Il conflitto di prestazioni quando si parla di pneumatici è un tema spinoso con cui i produttori di pneumatici in primis e tutti noi automobilisti ci troviamo sempre a dover fare i conti.
L’obiettivo, quando si costruisce un pneumatico, è sempre lo stesso: fare in maniera che la vettura possa muoversi spendendo la minor quantità di energia possibile, che significa di conseguenza ridurre il consumo di carburante e le emissioni di CO2 nell’ambiente. In particolare, i produttori di pneumatici devono vedersela con la “resistenza al rotolamento”, fattore che fa emergere le complessità del conflitto di prestazioni.
Perché un altro compito fondamentale dei nostri pneumatici e contribuire a farla arrestare nel più breve spazio possibile quando premiamo il pedale del freno.
Il conflitto di prestazioni: come funziona
Quando si parla di un pneumatico, non sono in tanti a sapere che alcune delle sue caratteristiche sono in contrasto fra loro. Ecco che si manifesta, dunque, il conflitto di prestazioni; proviamo a renderlo più chiaro con un esempio: per far muovere una vettura riducendo al minimo il dispendio energetico è necessario lavorare sulla resistenza al rotolamento, diminuendola il più possibile.

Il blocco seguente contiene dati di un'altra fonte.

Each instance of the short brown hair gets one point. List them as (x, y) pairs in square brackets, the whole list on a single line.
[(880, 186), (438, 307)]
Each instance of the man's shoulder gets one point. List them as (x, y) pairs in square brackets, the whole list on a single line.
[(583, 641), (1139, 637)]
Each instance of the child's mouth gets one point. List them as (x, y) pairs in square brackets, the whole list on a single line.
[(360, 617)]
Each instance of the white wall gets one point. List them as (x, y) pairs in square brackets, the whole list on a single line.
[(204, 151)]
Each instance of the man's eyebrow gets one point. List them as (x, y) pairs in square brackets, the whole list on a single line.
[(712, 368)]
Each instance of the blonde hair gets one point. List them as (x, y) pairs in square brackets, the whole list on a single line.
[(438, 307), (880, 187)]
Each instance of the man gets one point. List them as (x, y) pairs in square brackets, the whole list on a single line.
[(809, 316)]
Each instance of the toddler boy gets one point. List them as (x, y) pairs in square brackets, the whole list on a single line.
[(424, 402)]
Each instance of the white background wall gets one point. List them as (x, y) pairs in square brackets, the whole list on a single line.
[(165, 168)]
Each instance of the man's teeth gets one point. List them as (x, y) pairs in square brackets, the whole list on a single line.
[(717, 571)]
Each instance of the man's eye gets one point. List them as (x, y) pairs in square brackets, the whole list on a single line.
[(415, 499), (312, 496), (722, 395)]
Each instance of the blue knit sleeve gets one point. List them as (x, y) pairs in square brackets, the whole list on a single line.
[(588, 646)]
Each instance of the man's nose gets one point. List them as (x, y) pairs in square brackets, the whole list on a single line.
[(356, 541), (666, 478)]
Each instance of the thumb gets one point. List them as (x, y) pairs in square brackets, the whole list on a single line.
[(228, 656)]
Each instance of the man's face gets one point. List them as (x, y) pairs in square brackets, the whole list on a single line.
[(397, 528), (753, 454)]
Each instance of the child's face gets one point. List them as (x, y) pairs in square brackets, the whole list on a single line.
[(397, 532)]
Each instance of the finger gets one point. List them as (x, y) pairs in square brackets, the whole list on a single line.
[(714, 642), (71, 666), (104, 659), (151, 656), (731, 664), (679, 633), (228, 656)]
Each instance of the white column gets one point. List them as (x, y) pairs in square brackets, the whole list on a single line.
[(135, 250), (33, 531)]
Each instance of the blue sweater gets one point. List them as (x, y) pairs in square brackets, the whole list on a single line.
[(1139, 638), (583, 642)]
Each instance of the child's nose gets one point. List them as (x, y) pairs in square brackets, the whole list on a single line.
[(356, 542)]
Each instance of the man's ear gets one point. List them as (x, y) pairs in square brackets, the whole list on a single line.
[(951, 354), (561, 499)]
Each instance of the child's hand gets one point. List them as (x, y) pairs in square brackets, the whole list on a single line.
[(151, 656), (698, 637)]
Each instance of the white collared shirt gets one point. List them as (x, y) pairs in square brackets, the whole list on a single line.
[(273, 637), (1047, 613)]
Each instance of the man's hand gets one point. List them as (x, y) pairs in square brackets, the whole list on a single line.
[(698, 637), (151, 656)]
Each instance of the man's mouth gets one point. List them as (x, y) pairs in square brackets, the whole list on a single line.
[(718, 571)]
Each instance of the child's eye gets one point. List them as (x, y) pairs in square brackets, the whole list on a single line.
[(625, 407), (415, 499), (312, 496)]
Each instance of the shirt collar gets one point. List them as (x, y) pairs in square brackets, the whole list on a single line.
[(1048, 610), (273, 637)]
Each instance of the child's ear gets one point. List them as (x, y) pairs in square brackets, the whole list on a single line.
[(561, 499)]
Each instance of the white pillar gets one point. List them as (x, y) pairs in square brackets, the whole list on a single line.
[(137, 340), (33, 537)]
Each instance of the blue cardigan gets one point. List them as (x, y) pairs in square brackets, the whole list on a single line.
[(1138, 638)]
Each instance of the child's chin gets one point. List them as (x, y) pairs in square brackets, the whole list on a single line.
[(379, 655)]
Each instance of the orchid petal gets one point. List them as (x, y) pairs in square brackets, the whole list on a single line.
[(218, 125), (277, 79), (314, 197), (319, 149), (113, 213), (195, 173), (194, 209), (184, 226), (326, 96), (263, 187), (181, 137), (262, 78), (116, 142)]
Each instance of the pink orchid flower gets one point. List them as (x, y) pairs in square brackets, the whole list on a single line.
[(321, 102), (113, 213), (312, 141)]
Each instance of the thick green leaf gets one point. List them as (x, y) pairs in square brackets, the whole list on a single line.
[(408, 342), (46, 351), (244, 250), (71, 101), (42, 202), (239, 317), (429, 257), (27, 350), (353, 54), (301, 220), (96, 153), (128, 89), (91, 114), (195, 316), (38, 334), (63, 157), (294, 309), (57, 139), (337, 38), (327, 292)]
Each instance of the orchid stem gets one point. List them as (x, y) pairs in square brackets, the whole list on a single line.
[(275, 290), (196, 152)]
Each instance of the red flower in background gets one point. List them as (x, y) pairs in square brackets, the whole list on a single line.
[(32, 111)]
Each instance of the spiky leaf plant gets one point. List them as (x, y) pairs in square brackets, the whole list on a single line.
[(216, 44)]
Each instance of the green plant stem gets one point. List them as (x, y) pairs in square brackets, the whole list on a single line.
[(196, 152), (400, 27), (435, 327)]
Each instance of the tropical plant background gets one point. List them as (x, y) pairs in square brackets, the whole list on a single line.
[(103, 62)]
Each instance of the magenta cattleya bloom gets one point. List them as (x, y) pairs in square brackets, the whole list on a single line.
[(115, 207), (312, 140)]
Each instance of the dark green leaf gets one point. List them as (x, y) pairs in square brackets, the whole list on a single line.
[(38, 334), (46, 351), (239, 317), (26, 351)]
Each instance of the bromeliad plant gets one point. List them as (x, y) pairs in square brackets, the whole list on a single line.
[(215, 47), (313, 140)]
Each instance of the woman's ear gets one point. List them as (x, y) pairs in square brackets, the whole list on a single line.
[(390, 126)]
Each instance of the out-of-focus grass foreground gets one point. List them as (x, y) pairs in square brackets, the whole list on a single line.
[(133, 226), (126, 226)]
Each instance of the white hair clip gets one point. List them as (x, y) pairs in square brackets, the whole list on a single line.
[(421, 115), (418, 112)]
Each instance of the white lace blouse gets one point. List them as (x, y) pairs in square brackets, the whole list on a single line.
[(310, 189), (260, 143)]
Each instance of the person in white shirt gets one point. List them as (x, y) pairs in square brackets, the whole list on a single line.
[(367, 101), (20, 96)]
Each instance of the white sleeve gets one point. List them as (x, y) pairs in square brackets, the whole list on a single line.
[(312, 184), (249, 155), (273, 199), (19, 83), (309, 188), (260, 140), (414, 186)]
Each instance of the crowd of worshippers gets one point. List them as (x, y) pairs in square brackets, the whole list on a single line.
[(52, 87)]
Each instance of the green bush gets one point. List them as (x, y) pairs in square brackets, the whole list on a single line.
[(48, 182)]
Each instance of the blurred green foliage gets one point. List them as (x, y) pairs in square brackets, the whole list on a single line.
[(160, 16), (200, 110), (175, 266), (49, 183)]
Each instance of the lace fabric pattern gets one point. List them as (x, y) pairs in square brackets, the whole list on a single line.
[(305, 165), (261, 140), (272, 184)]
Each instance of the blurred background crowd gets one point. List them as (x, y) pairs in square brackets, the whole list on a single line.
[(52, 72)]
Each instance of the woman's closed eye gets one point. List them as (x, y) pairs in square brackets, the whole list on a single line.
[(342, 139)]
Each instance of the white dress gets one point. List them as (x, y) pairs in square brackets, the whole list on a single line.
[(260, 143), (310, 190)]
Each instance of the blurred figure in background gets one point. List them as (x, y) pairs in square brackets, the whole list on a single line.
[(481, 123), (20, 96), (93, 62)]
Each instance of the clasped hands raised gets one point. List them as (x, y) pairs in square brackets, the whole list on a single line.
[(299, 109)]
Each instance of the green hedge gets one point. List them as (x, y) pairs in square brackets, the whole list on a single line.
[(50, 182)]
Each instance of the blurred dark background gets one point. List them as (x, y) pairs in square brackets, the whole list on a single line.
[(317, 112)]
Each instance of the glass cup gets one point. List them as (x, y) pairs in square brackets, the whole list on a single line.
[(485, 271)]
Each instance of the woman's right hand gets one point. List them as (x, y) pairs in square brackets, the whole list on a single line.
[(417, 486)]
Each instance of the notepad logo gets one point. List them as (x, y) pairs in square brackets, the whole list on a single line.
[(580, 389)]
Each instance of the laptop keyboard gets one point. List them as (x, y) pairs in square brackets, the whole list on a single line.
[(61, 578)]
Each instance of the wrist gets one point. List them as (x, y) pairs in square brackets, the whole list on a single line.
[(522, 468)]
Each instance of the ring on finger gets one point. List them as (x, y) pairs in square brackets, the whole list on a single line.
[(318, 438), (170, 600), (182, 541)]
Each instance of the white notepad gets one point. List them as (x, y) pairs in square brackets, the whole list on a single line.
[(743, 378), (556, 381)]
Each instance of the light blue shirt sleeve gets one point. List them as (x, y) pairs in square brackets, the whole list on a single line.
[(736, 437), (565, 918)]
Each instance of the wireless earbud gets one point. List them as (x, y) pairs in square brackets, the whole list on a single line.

Una minor resistenza, però, significa anche aderenza ridotta in maniera particolare in condizioni di strada bagnata. Un compromesso inaccettabile per chi costruisce gomme, poiché la sicurezza dev’essere il primo requisito da tenere in considerazione.
L’incidenza dei pneumatici nell’energia dissipata
Per disperdere meno energia possibile si lavora innanzitutto sulle auto, rendendole più aerodinamiche e leggere, ma anche i pneumatici hanno la loro importanza da questo punto di vista, dato che il 20% dell’energia dissipata per far spostare in avanti il veicolo dipende proprio dagli pneumatici.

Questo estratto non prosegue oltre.